In our country, we are mostly unaccustomed to what we’re experiencing. For those of us who have lived through natural disasters (hurricanes, tornadoes, fires, etc.), we know about the disruption of the supply chain that comes after the disaster. We don’t like it, but we understand it. And we look out for each other and we share of ourselves and of our stuff to help each other get through the tough times. The disaster is tangible. We see the devastation first hand. Everyone is in it together and has a similar experience.
For those who have lived through man-made disasters (chemical spills, plant explosions, etc.), we know about the need to shelter-in-place. We know how important it is for our own health to remain inside and not breathe in a known chemical or acrid smoke. The disaster is tangible. Everyone subject to the shelter-in-place order has a similar experience.

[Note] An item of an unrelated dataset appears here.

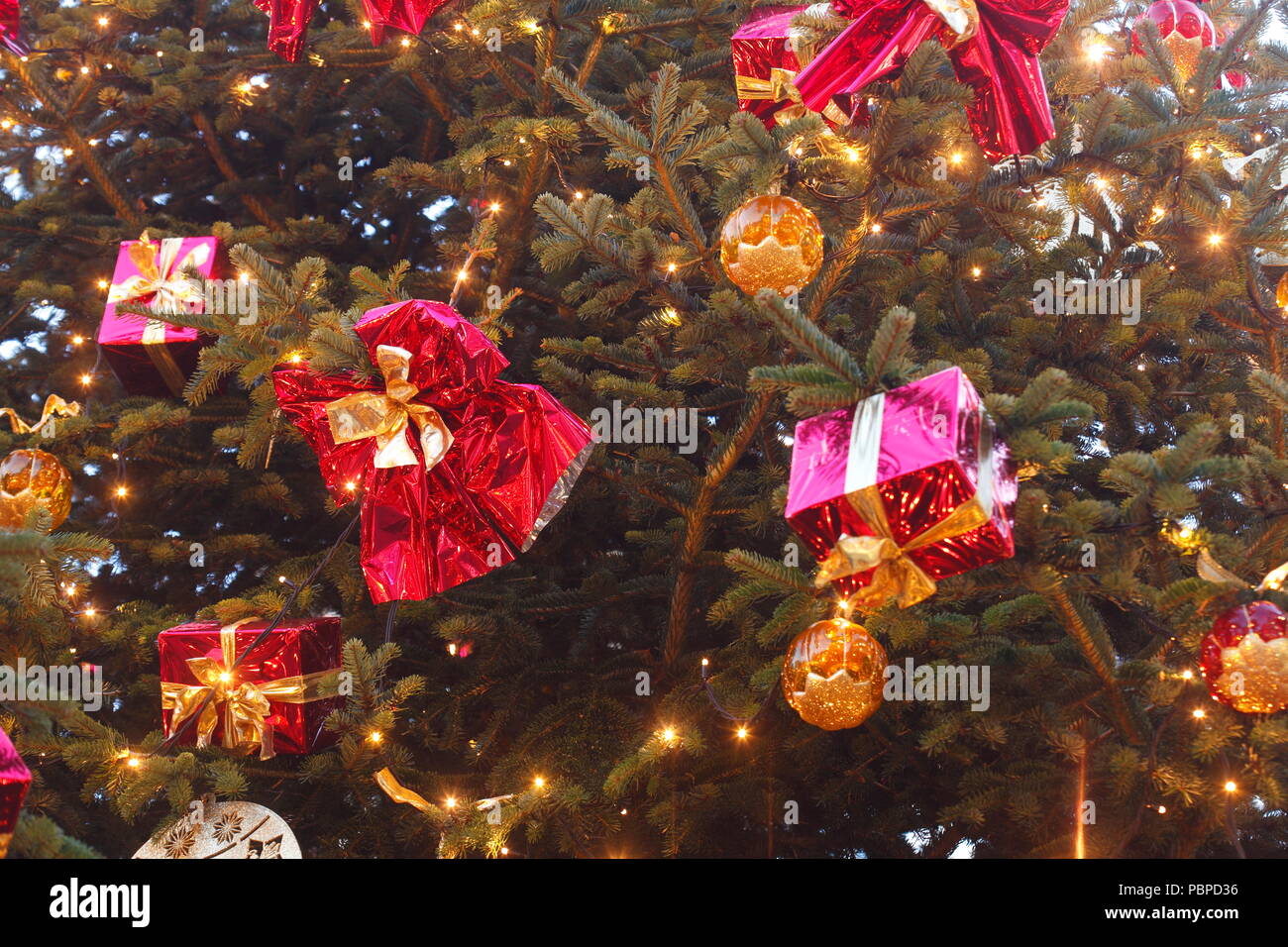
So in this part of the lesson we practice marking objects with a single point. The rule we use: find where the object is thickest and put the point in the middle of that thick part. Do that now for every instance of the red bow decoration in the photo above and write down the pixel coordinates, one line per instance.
(288, 21)
(993, 46)
(11, 29)
(460, 472)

But this global pandemic doesn’t fit anything any of us have readily experienced. We can’t see it. We can’t smell it. We can’t look out our windows and see the devastation. Instead, we see line graphs of what could be based on data from the other side of the world. We encounter one person fully bedecked in gloves and face mask shopping alongside someone without such protection. And we wonder, “should I be in the gloves and face mask or should I not be worried?” We feel uncertain and ill at ease. And we see empty shelves caused by panic purchases which make us feel like we’ve done something wrong if we’ve not stockpiled those same products. And we hear news stories that guns and ammunition are selling out at all-time high rates. And we’re told we can’t eat in restaurants or congregate in groups or go to school or go to work or visit the elderly or touch people or touch our faces. It is weird. And it can be scary.

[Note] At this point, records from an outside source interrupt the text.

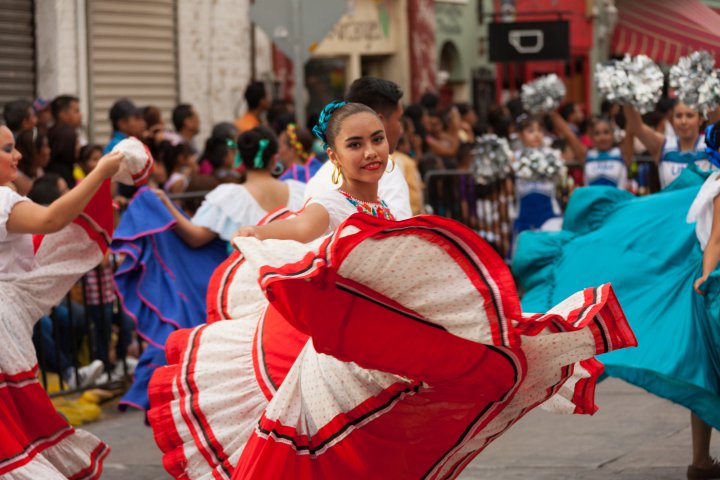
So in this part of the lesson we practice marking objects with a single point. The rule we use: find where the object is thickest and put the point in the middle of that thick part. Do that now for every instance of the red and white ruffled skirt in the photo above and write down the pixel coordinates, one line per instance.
(36, 442)
(386, 350)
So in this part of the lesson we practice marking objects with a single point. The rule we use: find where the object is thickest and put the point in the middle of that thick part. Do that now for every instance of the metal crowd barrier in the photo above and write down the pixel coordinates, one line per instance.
(486, 207)
(76, 337)
(483, 207)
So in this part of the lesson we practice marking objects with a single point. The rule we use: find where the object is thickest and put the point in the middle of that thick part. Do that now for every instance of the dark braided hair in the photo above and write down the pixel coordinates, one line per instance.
(332, 117)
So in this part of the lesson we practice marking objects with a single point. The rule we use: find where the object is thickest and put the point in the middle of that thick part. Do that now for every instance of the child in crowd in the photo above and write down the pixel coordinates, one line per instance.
(35, 441)
(230, 206)
(536, 195)
(179, 163)
(362, 311)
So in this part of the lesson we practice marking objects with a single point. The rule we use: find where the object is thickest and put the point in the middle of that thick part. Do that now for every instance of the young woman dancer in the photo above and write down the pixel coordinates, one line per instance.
(675, 153)
(605, 239)
(35, 441)
(386, 350)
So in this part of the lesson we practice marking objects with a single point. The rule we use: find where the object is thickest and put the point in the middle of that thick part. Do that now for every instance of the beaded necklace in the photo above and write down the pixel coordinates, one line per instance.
(377, 209)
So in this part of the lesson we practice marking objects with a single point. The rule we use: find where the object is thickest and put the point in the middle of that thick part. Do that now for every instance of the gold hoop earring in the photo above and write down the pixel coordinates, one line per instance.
(336, 174)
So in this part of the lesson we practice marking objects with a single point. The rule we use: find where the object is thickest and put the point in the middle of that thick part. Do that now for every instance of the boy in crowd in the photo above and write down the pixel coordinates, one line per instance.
(258, 102)
(19, 115)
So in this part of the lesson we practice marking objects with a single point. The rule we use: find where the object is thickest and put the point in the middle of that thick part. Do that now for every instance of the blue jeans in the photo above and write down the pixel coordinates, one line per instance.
(56, 337)
(102, 317)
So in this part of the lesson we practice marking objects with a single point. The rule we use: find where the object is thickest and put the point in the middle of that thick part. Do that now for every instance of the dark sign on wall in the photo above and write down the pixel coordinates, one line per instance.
(524, 41)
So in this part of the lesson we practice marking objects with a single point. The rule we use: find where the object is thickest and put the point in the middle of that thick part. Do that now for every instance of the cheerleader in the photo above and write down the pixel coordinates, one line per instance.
(537, 207)
(678, 356)
(386, 350)
(35, 441)
(705, 210)
(672, 154)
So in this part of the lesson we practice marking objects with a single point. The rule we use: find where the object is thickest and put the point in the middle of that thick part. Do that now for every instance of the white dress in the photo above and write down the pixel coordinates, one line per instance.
(701, 210)
(230, 206)
(357, 363)
(392, 188)
(35, 441)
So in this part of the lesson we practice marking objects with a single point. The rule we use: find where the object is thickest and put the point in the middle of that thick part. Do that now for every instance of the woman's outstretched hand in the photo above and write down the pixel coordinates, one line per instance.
(109, 164)
(245, 232)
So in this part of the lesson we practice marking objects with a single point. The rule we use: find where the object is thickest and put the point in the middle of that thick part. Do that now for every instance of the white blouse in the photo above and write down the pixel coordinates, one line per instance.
(230, 206)
(701, 210)
(16, 249)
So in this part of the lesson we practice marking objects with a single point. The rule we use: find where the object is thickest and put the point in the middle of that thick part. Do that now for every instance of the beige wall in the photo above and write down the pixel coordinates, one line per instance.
(361, 33)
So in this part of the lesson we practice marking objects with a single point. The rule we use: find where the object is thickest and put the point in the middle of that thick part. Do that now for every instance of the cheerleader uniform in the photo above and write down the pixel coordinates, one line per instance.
(35, 441)
(386, 350)
(673, 161)
(536, 205)
(606, 168)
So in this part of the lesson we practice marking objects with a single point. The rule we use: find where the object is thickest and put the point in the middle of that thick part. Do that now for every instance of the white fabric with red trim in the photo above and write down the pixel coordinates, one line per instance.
(138, 163)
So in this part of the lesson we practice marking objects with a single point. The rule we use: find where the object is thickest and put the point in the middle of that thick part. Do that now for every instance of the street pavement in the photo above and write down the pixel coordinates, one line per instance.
(634, 436)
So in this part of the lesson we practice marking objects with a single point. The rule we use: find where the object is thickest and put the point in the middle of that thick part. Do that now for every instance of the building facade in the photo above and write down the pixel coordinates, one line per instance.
(155, 52)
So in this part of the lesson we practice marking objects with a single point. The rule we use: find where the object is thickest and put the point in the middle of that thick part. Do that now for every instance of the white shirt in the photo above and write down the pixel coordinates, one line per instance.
(702, 210)
(230, 206)
(392, 189)
(16, 249)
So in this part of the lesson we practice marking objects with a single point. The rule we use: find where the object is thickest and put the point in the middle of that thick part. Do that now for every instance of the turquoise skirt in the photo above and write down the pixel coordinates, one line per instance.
(645, 248)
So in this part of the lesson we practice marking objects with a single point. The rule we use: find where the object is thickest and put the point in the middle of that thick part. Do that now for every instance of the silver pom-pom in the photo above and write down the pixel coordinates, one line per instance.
(696, 82)
(634, 80)
(543, 94)
(491, 159)
(539, 164)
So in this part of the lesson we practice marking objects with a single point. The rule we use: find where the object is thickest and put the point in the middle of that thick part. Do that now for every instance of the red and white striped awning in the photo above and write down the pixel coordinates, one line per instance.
(665, 30)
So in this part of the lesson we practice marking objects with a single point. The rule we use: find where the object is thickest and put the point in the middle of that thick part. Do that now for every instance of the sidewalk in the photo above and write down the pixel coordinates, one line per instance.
(634, 436)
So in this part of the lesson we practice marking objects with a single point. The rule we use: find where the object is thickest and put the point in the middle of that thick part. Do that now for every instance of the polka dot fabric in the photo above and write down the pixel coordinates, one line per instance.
(401, 342)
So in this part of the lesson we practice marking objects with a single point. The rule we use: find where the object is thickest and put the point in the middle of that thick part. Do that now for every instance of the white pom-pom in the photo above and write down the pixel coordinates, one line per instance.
(137, 165)
(543, 94)
(491, 159)
(634, 80)
(539, 164)
(696, 82)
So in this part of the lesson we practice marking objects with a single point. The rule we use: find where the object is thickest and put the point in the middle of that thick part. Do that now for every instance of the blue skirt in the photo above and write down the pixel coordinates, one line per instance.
(645, 248)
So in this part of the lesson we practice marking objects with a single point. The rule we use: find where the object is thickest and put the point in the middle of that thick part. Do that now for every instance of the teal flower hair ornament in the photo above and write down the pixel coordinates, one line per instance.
(238, 159)
(257, 161)
(320, 129)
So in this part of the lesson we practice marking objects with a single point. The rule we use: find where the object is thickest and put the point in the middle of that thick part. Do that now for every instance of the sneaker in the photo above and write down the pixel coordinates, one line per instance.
(704, 473)
(131, 363)
(86, 375)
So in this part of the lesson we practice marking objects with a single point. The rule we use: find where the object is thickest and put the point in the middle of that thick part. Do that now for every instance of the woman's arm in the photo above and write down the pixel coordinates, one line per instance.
(304, 228)
(627, 149)
(562, 129)
(194, 235)
(29, 217)
(652, 139)
(711, 255)
(443, 148)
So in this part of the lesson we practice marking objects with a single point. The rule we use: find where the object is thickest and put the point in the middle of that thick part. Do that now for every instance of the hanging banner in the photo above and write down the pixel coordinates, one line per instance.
(526, 41)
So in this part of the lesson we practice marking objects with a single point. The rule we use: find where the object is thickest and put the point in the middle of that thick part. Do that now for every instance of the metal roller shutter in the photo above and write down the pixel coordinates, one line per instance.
(17, 50)
(132, 51)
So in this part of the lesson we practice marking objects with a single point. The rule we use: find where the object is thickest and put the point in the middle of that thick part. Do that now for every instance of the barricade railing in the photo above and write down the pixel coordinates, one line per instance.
(78, 333)
(487, 207)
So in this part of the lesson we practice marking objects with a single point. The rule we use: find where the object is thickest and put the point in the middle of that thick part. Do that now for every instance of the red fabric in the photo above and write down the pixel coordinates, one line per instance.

When I went through lay chaplain training, we spent quite a lot of time talking about grief. I learned that grief occurs when what we expected ceases to be. When we lose a loved one to death, our expectation of having a continued relationship with that person is suddenly interrupted. When we have a child who becomes addicted to drugs or alcohol, our expected idea of that child’s life and actions ceases to be. When we receive a medical diagnosis that rattles us to the core, our expected health ceases to be. We experience grief events all the time, although we often don’t see them as such. A student receiving a bad grade on a test. A child losing her favorite stuffed animal. An athletic hopeful not making the team. A job interview not resulting in employment.

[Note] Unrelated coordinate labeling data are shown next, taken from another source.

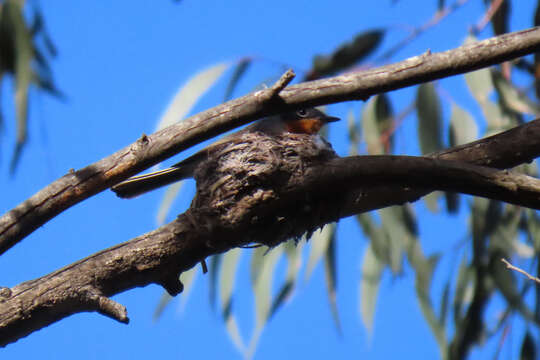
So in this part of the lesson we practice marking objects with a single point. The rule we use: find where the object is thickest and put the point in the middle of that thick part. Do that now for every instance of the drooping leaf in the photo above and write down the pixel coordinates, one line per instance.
(262, 291)
(294, 258)
(12, 18)
(187, 96)
(353, 132)
(429, 118)
(346, 55)
(424, 275)
(394, 232)
(377, 125)
(445, 300)
(370, 281)
(330, 268)
(506, 282)
(479, 82)
(187, 279)
(513, 99)
(229, 265)
(464, 289)
(463, 128)
(377, 236)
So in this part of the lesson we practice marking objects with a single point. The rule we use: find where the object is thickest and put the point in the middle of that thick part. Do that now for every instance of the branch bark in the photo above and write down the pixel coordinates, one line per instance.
(273, 201)
(79, 185)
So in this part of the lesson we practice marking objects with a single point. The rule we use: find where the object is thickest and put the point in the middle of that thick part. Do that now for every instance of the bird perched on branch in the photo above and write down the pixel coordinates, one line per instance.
(305, 121)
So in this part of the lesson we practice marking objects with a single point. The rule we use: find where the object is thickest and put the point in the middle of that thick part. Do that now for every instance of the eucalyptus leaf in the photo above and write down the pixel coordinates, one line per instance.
(429, 118)
(187, 96)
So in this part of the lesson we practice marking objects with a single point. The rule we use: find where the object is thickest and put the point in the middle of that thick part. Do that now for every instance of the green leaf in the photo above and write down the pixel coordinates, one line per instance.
(353, 132)
(479, 82)
(331, 280)
(424, 276)
(463, 128)
(262, 291)
(432, 201)
(377, 236)
(293, 252)
(506, 283)
(393, 229)
(445, 298)
(319, 245)
(464, 289)
(262, 288)
(500, 18)
(12, 21)
(229, 265)
(188, 95)
(188, 279)
(513, 99)
(429, 118)
(346, 55)
(370, 281)
(377, 125)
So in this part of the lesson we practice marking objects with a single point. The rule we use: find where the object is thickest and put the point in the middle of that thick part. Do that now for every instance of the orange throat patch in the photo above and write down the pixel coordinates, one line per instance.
(305, 126)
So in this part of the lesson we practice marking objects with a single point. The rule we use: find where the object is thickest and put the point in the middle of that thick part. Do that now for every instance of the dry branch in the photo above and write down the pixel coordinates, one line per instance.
(272, 194)
(79, 185)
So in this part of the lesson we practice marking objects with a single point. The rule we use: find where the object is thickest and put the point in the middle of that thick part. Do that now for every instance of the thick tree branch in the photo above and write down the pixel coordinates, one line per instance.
(276, 195)
(76, 186)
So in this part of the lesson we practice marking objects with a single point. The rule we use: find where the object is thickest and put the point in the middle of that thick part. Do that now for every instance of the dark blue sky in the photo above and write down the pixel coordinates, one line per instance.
(119, 64)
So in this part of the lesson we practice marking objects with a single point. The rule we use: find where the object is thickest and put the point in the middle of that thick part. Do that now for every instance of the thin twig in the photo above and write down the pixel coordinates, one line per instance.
(515, 268)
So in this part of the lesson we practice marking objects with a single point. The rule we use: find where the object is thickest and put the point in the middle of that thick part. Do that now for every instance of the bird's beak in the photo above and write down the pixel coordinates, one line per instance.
(328, 119)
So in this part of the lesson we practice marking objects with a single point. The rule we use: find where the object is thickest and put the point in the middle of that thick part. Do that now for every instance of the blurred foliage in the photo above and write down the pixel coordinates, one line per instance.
(507, 95)
(25, 47)
(456, 315)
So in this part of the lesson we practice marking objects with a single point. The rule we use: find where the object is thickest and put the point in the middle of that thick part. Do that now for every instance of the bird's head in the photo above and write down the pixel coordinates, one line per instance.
(306, 121)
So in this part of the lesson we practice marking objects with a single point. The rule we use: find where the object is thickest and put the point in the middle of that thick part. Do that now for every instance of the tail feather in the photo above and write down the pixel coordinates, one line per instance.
(138, 185)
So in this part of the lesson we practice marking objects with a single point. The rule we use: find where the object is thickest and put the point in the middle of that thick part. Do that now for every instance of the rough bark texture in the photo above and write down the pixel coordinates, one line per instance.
(77, 186)
(261, 189)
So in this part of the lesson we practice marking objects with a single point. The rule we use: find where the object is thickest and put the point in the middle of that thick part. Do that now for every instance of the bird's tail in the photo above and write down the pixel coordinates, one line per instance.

I believe that the “weirdness” we are feeling right now is grief. Grief on numerous levels. We’re grieving our lives as we knew them. Our creature comforts. Our well-stocked stores. Working alongside our colleagues. Worshiping in our churches. Visiting our elderly loved ones. Attending school and being with our friends. Date night in our favorite restaurant. Looking forward to prom and graduation. Performing in the recital we’ve prepared for. Competing in an athletic event. Being gainfully employed. Knowing we can pay our bills. Having a retirement nest egg. I could go on and on and on naming circumstance upon circumstance that is different right now and likely will be for the foreseeable future. But we don’t just grieve for our own change in expectations. We grieve for others. For small business owners who may not survive financially because of the pandemic. For our elderly neighbor who is too fearful to leave the house. For our children and grandchildren whose lives are so different. And some of us have first-hand knowledge of people who are suffering with COVID-19.
While it may seem odd to suffer grief because there’s no toilet paper on the shelves at the supermarket, it is important to understand the reason for our internal unrest, for our anxiety. Life is weird right now because we all are experiencing grief in nearly every aspect of our lives.
So, just as we treat a grieving young widow with empathy and concern, let us have empathy for all those we encounter, ourselves included. Let us recognize that people grieve in varied ways and respect that instead of judging it. And most of all, let us be gracious to others and ourselves.
Perhaps we really are all in this together and are sharing a similar experience.
Grace and peace to you as you journey.